November 1st, 2017
Hope you all had a very happy Halloween! Today is National Author’s Day, so I’ce asked our cartoonists to share some of their favorite authors with us.
David Reddick, Intelligent Life:
“They were the best of sketches, they were the worst of sketches…”
My favorite author is Charles Dickens. His rich storytelling, deep character development and proclivity to flesh out a setting in astounding detail is mesmerizing to me. His storytelling is a huge influence to me, as it makes me want to bring out little details in my own characters and comics, those little things that make things run a bit deeper, a bit more nuanced. I also love the fact that most of Dickens work was serialized, offering another influence on crafting storylines and characters in bite-sized chunks, encapsulated within with an overall ongoing story and universe, as well as understanding the intimacy with an audience that a serialized story (like a comic strip) can engender.
I have a penchant for doodling Dickens characters in my sketchbook when I’m reading one of his books, such as in my current reading of “Bleak House.” Here are some recent doodles that creep their way into my pages whilst I create Intelligent Life. I have a quiet little dream of creating a comic from one of Dickens classics. Perchance to dream…

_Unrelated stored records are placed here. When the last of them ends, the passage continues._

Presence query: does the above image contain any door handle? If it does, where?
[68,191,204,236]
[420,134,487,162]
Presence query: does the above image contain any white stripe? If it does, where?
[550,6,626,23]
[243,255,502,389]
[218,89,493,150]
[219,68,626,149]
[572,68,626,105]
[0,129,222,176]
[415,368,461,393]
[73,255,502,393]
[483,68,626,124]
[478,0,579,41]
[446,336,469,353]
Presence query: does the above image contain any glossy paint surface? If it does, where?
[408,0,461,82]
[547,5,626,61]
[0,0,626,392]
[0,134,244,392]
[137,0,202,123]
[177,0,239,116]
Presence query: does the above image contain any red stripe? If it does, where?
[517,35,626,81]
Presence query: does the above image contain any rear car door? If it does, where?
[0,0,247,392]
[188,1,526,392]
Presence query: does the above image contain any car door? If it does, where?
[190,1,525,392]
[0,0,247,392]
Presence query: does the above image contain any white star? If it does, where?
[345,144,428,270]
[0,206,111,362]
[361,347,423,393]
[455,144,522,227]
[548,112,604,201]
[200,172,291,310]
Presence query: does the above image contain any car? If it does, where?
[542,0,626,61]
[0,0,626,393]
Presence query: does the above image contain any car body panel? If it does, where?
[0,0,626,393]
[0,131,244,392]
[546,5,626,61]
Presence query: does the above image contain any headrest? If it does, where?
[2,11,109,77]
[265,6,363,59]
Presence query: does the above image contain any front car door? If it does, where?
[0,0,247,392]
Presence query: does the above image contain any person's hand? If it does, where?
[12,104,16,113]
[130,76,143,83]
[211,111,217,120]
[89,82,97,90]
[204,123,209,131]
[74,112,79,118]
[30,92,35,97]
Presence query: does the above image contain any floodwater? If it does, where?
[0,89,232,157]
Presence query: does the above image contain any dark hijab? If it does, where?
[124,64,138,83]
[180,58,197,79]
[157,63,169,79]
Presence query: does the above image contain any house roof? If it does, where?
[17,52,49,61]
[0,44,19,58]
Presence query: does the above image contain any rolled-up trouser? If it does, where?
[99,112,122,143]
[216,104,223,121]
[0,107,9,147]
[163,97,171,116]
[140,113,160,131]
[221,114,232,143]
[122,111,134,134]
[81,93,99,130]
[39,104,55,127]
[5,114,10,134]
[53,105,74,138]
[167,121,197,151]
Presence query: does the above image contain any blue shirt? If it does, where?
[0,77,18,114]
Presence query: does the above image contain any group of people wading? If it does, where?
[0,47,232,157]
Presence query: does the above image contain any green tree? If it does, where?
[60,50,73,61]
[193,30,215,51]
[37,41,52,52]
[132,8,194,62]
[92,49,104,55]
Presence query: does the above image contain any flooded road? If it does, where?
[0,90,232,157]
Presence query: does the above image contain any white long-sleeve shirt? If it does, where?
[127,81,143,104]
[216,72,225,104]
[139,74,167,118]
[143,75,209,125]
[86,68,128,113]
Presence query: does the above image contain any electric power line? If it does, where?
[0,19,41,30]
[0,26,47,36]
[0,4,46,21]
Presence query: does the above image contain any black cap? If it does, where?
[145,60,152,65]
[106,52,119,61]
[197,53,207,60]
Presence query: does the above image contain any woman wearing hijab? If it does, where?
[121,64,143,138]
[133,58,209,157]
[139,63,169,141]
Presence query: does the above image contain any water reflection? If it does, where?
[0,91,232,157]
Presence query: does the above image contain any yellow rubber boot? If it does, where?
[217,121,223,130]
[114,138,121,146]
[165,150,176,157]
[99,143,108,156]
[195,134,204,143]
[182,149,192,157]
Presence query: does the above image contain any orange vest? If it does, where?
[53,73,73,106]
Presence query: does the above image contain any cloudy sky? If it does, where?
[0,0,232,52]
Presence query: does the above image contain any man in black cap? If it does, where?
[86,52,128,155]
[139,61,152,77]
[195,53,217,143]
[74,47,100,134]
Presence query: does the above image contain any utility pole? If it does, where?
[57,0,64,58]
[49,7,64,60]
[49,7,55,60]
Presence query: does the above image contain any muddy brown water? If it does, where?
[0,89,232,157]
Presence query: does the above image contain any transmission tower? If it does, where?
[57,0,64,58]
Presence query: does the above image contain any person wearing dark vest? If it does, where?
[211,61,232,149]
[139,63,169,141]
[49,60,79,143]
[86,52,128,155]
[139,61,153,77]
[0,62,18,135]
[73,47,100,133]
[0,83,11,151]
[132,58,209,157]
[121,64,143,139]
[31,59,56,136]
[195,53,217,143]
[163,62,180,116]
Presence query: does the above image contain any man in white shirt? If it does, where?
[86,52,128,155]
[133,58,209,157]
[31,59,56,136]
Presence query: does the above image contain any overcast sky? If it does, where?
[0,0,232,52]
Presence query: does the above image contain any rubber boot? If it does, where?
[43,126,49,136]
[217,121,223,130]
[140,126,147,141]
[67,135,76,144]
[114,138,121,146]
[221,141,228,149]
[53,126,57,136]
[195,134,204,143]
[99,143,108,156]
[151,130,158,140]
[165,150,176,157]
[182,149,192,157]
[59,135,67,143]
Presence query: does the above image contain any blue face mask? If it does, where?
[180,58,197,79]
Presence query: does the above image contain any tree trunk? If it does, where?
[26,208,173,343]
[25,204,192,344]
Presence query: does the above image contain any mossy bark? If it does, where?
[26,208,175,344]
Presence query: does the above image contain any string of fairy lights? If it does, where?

Mort Walker, Beetle Bailey:
Frank Willard who drew “Moon Mullins” was my favorite author. He inspired me to be a cartoonist. I’d go to the front porch in the morning, get the newspaper bring itback to my father’s bed. He’d put his arm around me and read the comics. When he read Moon Mullins he’d laugh so hard tears would roll down his cheeks. I thought it was a great thing to do to make people laugh and decided I’d be a cartoonist.
Isabella Bannerman, Six Chix:
Well, I know it’s Halloween, but that isn’t why I featured Edgar Allen Poe.
I created this cartoon a long time ago – and it is so weird and sick that it has never been published, but it was part of a group show at the bar Max Fish in 2005.
John Rose, Barney Google and Snuffy Smith:
Just like Jughaid, I prefer the Literary Classics!
Jeff Parker, Dustin:
While more of a playwright than author, William Shakespeare is a favorite of mine. We’ve quoted the Bard on more than a few occasions in “Dustin,” usually through Megan — who is far more likely to be a Shakespearean than her knucklehead brother (as well as a little annoying). Here’s a sample of some…
…and from “As You Like It”
Ron Ferdinand, Dennis the Menace:
One of my all-time favorite authors is CS Lewis. In addition to being an Oxford professor, his writings covered the gamut of categories…English Literature, Poetry, Science Fiction,Children’s Stories and Theology to name a few. Walter Hooper, his assistant for the last few months of his life, said he gave 75% of his earnings to charity during his lifetime. He was THE REAL DEAL in every aspect of his life. Amazingly, he died the same day as JFK and Aldous Huxley.
Bill Griffith, Zippy the Pinhead:
On top on my list of “current” authors is Charles Bukowski (died in 1994), both for his gritty, darkly comic novels and poetry. Bukowski puts Hemingway to shame for pared-down, direct writing. His work is largely autobiographical and hard as nails. I remember reading a Bukowski poetry collection at the same time I was trying to understand Brian Greene’s “The Fabric of the Cosmos” (a layperson’s explanation of quantum physics) and thinking, “What a perfect twosome–one in the gutter and one reaching for the stars. Both completely getting what life is all about.”
I did a few Bukowski “tribute” strips in 2010, but had to change his name to “Slouch Gavitski”, to avoid the wrath of his litigious widow. When Art Spiegelman and I were editing “Arcade, the Comics Revue” back in 1975, we published a story by Bukowski, illustrated by Robert Crumb. I remember Bukowski calling us underground cartoonists all “A bunch of Baptists in Popeye suits.” I never quite got what he meant by that–but I liked it.
Bill Holbrook, Kevin & Kell, On the Fastrack, and Safe Havens:
Dethany’s favorite author, of course, is Edgar Allen Poe. That comes out frequently, especially in the naming of her raven Lenore. There’ve also been numerous mentions to Poe’s work, including “The Tell Tale Heart,” “Premature Burial” and “Cask of Amontillado.”